Rapid assembly of DNA damage response (DDR) proteins at nuclear "repair" foci is a hallmark response of ionizing radiation (IR)-treated cells. The ubiquitin E3 ligases RNF8 and RNF168 are critical for foci formation, and here we aim to determine their dynamic mobility and abundance at individual foci in living cells. To this end, YFP-tagged RNF8 and RNF168 were expressed at physiological levels in MCF-7 cells, then analyzed by fluorescence recovery after photobleaching (FRAP) assays, nuclear retention measurement, and virus-like particles (VLPs)-based quantification.
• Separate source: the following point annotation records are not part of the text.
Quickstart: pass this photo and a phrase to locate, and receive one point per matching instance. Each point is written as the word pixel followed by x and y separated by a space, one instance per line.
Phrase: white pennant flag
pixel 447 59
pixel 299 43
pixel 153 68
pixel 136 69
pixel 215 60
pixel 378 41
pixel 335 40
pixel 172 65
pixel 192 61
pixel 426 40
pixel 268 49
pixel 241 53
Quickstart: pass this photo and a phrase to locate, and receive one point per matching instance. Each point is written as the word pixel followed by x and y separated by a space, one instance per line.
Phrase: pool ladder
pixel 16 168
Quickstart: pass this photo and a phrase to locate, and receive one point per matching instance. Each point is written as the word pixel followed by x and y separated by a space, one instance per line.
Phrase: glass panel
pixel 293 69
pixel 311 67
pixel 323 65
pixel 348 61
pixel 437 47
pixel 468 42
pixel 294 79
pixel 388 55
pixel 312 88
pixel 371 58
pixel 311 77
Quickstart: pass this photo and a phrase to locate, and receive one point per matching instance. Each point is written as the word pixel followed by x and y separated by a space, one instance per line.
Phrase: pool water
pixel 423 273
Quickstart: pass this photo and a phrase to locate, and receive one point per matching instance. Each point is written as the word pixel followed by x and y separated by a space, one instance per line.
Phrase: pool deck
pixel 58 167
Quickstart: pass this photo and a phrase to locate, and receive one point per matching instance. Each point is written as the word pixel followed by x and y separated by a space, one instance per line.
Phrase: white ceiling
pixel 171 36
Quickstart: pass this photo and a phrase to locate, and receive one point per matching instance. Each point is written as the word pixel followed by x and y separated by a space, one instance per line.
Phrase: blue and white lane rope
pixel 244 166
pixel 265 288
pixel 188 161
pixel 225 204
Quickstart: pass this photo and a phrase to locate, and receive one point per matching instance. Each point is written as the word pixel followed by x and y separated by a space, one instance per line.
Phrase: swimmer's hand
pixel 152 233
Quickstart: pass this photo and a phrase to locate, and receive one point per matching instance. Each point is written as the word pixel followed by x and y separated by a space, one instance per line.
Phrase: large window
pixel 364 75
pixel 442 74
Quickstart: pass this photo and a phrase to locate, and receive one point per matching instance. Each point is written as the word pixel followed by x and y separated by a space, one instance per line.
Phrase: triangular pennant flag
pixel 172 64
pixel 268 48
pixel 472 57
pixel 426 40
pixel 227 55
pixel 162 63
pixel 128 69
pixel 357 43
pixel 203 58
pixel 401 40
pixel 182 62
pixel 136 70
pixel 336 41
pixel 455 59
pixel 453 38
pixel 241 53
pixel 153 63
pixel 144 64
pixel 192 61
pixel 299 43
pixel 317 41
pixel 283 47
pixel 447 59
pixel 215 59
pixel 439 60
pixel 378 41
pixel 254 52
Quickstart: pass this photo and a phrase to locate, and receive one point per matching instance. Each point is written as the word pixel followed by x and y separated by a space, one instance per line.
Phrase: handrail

The results showed that RNF8 and RNF168 were both highly dynamic at IR-induced foci. Intriguingly, RNF8 displayed remarkably faster in vivo association/dissociation rates than RNF168, and RNF8-positive IR-foci were less resistant to detergent extraction. In addition, copy number assay revealed that RNF168 was two-fold more abundant than RNF8 at foci. Collectively, we show for the first time that RNF8 moves on-and-off nuclear DNA repair foci more than six-fold as quickly as RNF168. The faster kinetics of RNF8 recruitment explains why RNF8 is generally observed at DNA-breaks prior to RNF168. Moreover, our finding that RNF8 is less abundant than RNF168 identifies RNF8 as a rate-limiting determinant of focal repair complex assembly.